Editor's Note: This study was funded by the UK Department for Transport, the UK Department of Health, and the European Commission.

Editorial: How Thrombogenic is Hypoxia?

In an accompanying editorial, Peter Bärtsch, M.D., of the Universitätsklinikum Heidelberg, Germany, comments on the study that examines hypobaric hypoxia.

"The surprising finding in the studies by Toff et al and [another study] that prolonged sitting did not enhance markers of thrombin [an enzyme that causes blood to clot] formation may be due to several factors that are different from the usual setting of traveling.
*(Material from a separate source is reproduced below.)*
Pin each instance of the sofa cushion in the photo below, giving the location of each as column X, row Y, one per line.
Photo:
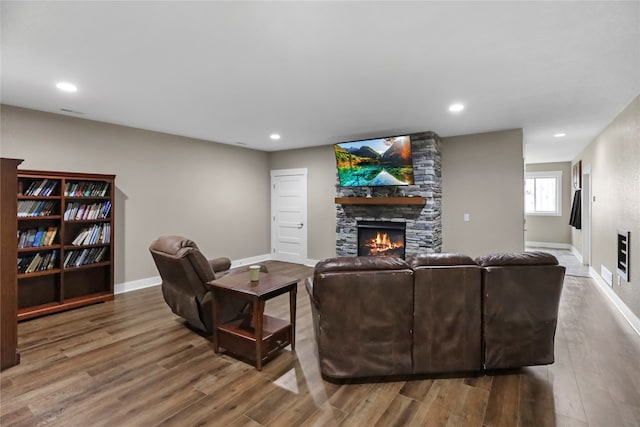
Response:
column 524, row 258
column 440, row 259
In the first study, participants were allowed to stand and walk for 5 minutes each hour; in both studies, narcotics and alcohol were not allowed … In addition, it has been suggested that the minor decrease of prothrombin fragment 1 + 2 [a protein in the blood that assists in clotting] observed with prolonged sitting in both studies confirming a previous report could indicate less activation of protein C, a major inhibitor of coagulation, and thus indicate a shift toward a procoagulant state."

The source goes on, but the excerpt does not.